Storage Overhead: Erasure Coding vs. Replication

One of the significant advantages of erasure coding is its storage efficiency compared to simple replication for achieving similar levels of durability.

  • Erasure Coding (e.g., 4+2): For every 4 chunks of data, we generate 2 parity chunks. This means we store 6 chunks in total for 4 chunks of actual data. The storage overhead is (m/k) = 2/4 = 50%. If you have 1GB of data split into four 0.25GB chunks, you'd store these plus two 0.25GB parity chunks, totaling 1.5GB of physical storage for 1GB of logical data.
  • 3-Copy Replication: To protect 1GB of data, you would store three full 1GB copies. The storage overhead is 200%.

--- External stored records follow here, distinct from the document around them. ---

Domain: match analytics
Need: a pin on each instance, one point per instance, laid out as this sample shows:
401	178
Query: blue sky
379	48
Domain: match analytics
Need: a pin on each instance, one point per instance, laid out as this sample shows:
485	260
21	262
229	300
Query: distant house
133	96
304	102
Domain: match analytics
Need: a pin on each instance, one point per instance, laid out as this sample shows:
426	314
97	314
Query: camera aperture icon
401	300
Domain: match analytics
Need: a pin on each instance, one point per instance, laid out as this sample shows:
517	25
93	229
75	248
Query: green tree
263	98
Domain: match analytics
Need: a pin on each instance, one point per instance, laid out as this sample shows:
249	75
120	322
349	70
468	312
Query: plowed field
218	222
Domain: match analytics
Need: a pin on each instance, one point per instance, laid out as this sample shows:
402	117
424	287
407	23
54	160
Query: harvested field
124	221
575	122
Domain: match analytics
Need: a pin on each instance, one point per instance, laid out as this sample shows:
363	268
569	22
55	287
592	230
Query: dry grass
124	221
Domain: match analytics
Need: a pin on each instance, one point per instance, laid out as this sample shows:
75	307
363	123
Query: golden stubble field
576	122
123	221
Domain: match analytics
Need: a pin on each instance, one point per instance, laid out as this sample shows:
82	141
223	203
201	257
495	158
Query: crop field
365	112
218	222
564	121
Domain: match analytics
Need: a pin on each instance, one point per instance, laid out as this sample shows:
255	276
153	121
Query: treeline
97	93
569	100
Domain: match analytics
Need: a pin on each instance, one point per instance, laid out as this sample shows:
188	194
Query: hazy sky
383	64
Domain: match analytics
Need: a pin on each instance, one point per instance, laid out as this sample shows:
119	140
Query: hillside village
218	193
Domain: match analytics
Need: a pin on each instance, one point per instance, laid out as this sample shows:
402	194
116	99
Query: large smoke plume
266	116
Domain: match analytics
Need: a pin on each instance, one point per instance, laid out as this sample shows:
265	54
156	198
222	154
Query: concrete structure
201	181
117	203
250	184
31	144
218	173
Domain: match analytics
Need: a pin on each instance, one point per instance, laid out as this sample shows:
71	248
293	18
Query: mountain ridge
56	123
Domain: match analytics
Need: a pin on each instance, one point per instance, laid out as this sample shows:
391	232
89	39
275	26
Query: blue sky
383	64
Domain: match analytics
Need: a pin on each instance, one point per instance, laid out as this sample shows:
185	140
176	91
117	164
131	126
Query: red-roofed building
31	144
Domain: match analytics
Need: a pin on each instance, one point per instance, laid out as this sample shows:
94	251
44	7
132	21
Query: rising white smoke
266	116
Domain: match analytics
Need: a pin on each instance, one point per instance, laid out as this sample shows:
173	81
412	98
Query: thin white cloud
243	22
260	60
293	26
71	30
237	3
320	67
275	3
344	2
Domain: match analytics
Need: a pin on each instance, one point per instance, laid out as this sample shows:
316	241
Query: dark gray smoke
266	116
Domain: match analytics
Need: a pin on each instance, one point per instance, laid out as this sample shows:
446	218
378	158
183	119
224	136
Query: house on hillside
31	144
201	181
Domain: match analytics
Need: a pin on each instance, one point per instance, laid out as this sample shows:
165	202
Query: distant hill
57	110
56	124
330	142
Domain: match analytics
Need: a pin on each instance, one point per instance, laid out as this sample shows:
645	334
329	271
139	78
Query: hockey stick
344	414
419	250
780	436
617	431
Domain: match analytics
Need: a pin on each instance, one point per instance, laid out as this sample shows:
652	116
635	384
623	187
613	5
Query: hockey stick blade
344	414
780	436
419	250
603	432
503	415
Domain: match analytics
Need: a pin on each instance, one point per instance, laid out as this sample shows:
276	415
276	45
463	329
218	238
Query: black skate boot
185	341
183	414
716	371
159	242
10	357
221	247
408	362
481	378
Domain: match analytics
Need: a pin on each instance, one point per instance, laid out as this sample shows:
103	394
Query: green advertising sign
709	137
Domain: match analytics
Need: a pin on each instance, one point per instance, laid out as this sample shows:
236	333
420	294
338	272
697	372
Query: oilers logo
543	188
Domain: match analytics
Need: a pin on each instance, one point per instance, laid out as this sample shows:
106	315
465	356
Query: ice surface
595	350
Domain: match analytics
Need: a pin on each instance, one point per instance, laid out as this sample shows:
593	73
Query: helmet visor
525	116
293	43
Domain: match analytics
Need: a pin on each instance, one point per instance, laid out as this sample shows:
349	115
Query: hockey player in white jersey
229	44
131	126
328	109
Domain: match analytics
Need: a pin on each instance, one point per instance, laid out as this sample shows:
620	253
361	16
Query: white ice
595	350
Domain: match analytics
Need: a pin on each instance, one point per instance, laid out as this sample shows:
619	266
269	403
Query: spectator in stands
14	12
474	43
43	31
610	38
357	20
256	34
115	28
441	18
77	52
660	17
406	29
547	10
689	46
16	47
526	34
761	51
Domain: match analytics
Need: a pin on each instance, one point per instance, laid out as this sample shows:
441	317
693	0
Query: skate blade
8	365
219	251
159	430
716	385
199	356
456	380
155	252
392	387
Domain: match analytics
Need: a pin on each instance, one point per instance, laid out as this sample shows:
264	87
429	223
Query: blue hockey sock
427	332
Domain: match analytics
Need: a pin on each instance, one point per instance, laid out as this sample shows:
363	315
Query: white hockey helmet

Clearly, erasure coding can provide high durability with significantly less storage space.

Durability Gains

Does erasure coding actually increase data durability compared to replication? Yes, significantly, especially when considering the same amount of storage overhead or for higher levels of protection.

Let's assume a single storage node (or disk) has a 0.81% annual failure rate. According to calculations:

  • Erasure coding (depending on the k+m scheme) can achieve extremely high durability, often cited as "11 nines" (99.999999999%) or even higher.
  • 3-copy replication, with the same node failure rate, might achieve around "6 nines" (99.9999%) of durability.

This means your data is far less likely to be lost permanently with erasure coding.

Key Takeaways

  • Erasure coding is a data protection method that breaks data into fragments, adds redundant parity fragments, and distributes them across multiple storage locations.
  • It allows for the reconstruction of original data even if some fragments are lost, offering high durability.
  • It is significantly more space-efficient than traditional N-copy replication for achieving comparable or even better levels of durability.
  • Commonly used in large-scale object storage systems like AWS S3 to provide robust data protection without excessive storage overhead.

Erasure coding is a clever and powerful technique that ensures our ever-growing digital world remains safe and accessible, even when bits and pieces of hardware inevitably fail!